I get reports from my old stomping ground, a school there has recently gone "independent" (I've put the quotes as it is actually an academy). Since being an academy its results have risen in leaps and bounds, they have done this by removing pretty much all SEN pupils from the school (Its their dirty little secret).

Imagine no ASD, ADHD, dyslexia, Dyspraxia, behavioural issues.
All removed to the state school down the road.

lastnightiwenttomanderleyagain Sat 31-Aug-13 14:59:42

Runningchick I think that's a similar point though, those parents have made sacrifices as they value education, which will obviously come across in their attitude to their child's work ethic.

WHere we are, 'normal' private schools are around £5k a term, so the disparity is quite large. They're not 'elite' schools either (DH teaches at one) as there are a number of grammars that skim the cream

TheOriginalSteamingNit Sat 31-Aug-13 15:07:43

YABU and you really haven't thought it through at all.

CailinDana Sat 31-Aug-13 15:16:39

It's the students that achieve the results not the school. No matter how fantastic the teachers or how well resourced the school, some students simply will not do well academically due to lack of motivation, ability, role models etc. Schools in the uk seem to be viewed as a sort of factory that can and should churn out standard citizens with standard results. It's a bizarre attitude.

BoundandRebound Sat 31-Aug-13 15:18:03

I wish private schools were forced to take a representative sample of children of all abilities and backgrounds, then we'd see how much better they are at teaching than those who work their asses off in inner city state schools so that every child can achieve their potential

You do realise that for some children getting an E or a D grade in a GCSE is a huge achievement

neunundneunzigluftballons Sat 31-Aug-13 15:26:35

We probably have less private schools in Ireland but consistently the highest results are obtained in the state system so yanbu. I am speculating I would have to check but I would imagine that the average results are higher in the private system since they tend not to have their cohort of weaker students. Also private schools are disproportionally represented in university and probably among the higher wage earners so there are other benefits to having money.

TheOriginalSteamingNit Sat 31-Aug-13 15:28:26

So, neunund, you suggest that average results are higher in private schools because they don't have weaker students.... but think the OP is not unreasonable to think state schools should be achieveing the same results confused?

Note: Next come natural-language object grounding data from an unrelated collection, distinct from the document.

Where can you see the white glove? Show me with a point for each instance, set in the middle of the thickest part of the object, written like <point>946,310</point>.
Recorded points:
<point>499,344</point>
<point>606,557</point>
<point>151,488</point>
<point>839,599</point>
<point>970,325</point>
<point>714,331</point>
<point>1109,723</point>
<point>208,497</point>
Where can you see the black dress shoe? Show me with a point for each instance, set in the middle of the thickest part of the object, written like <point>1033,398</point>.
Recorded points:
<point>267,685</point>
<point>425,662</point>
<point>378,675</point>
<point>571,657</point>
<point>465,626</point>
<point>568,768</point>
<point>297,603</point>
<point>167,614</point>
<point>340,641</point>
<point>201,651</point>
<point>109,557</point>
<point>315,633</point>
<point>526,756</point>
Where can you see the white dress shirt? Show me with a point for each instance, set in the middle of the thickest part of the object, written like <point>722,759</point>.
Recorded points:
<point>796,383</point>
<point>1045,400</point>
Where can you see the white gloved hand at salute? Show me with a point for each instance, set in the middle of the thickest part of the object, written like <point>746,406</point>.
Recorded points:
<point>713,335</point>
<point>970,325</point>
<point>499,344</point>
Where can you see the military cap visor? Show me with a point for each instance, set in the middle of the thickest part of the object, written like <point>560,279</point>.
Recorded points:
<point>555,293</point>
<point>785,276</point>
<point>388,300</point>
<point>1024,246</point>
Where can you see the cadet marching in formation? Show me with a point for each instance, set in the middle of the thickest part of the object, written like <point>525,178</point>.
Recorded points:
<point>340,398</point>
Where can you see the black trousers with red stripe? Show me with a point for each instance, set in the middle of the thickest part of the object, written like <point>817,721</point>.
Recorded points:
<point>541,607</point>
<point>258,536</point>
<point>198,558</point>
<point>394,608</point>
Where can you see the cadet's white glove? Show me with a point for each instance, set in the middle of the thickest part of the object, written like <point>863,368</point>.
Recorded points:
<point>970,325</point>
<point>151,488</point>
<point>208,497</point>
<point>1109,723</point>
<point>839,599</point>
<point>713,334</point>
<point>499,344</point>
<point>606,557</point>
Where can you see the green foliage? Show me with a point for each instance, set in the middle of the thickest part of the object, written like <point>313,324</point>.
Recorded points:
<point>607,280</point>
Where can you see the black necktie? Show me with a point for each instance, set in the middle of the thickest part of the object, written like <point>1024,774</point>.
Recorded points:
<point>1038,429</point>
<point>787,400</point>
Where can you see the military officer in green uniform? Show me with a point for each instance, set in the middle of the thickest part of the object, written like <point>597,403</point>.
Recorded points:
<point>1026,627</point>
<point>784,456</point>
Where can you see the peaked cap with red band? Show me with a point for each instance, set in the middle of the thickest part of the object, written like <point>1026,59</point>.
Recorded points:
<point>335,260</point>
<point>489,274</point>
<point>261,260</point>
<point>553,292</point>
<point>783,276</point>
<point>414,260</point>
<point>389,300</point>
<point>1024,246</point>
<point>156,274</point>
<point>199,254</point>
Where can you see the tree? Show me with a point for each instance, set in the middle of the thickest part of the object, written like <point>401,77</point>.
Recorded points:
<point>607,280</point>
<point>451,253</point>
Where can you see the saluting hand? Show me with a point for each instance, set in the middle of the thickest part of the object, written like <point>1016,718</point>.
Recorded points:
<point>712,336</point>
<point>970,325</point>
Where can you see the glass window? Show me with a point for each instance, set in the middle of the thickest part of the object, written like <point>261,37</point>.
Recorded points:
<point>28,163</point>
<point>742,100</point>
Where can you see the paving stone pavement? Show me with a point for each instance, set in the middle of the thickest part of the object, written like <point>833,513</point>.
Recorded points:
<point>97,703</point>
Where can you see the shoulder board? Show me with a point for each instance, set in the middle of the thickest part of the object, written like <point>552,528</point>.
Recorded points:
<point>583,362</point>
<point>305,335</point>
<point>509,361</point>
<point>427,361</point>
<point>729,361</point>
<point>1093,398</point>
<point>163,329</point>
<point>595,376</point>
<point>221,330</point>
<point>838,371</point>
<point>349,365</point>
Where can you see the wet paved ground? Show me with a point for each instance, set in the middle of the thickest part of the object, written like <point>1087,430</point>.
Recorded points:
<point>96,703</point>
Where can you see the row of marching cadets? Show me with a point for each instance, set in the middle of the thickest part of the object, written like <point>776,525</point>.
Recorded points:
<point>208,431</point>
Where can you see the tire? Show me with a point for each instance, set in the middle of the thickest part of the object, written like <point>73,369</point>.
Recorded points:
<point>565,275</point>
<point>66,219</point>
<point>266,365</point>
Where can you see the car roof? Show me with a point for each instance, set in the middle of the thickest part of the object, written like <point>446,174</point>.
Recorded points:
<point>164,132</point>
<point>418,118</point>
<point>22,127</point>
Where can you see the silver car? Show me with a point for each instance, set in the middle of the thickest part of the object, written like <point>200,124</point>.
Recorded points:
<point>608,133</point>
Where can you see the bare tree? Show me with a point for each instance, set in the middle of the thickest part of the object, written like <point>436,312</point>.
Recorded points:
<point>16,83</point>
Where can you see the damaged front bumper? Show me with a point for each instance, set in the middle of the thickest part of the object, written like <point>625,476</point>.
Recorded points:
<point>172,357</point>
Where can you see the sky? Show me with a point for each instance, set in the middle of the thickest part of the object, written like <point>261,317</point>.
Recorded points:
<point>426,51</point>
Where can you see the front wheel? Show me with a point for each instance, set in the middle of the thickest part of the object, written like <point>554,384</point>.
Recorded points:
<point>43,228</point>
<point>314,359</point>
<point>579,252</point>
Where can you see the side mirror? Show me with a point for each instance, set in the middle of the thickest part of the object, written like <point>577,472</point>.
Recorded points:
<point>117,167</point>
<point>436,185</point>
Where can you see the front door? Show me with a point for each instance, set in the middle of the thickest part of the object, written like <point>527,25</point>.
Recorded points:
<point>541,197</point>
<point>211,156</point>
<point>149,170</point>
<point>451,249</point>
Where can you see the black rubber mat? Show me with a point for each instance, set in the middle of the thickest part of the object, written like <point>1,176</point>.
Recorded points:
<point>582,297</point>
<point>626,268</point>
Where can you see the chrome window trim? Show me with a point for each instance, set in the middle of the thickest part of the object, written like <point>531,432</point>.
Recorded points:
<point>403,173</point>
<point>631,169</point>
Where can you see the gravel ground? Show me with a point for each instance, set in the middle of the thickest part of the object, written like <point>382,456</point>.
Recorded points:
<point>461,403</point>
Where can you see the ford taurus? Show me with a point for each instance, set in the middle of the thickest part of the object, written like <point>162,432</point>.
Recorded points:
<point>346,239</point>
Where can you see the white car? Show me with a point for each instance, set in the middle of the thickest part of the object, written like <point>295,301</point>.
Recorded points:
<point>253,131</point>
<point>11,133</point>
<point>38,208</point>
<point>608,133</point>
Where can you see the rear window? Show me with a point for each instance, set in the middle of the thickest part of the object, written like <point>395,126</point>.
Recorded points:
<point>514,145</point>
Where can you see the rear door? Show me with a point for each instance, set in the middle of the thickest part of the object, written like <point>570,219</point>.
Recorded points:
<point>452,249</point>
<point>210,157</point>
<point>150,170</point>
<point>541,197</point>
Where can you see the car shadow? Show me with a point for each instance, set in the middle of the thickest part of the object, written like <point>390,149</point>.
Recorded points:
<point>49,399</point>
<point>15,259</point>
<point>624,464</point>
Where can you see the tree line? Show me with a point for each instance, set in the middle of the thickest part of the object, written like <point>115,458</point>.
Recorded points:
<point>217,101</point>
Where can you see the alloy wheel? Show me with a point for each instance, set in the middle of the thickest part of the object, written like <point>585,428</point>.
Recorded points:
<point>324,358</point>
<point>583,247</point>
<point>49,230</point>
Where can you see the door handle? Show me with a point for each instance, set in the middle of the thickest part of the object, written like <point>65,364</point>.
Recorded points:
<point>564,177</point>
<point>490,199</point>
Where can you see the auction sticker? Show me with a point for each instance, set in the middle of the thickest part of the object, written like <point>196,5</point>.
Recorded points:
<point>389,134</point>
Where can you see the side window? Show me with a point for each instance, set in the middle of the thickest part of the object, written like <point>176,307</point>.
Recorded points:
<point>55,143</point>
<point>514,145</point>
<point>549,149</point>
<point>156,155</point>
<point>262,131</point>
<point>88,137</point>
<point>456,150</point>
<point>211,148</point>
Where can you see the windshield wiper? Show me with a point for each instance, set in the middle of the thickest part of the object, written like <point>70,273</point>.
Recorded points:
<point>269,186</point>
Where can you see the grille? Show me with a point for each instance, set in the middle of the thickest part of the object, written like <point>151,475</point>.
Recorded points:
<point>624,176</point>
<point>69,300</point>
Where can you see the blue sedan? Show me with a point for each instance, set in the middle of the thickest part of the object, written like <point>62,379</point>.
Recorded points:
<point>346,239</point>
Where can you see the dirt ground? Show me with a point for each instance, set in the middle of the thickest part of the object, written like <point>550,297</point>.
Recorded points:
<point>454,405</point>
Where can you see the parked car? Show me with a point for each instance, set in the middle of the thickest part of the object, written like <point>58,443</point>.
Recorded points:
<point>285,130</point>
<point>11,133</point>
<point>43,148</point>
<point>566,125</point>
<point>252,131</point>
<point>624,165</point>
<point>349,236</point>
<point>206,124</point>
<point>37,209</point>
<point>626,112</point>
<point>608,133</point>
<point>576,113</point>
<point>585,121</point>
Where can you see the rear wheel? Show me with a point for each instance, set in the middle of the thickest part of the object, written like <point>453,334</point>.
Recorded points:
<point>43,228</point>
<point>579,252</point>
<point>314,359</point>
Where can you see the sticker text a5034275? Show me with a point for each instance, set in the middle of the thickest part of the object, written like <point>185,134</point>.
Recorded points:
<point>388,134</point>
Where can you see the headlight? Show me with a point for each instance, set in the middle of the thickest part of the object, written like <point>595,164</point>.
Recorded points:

frogspoon Sat 31-Aug-13 15:32:47

Imagine no ASD, ADHD, dyslexia, Dyspraxia, behavioural issues.
All removed to the state school down the road.

The school I will be teaching in is certainly not like this!

Out of a class of 24 I taught at interview 1 in 3 had an additional need.

These included Dyspraxia, Dyslexia and ADD and a specific learning difficulty.

BoneyBackJefferson Sat 31-Aug-13 15:41:06

frog

It was not my intention to imply that all independents/academies do this, it was used to show what some schools do.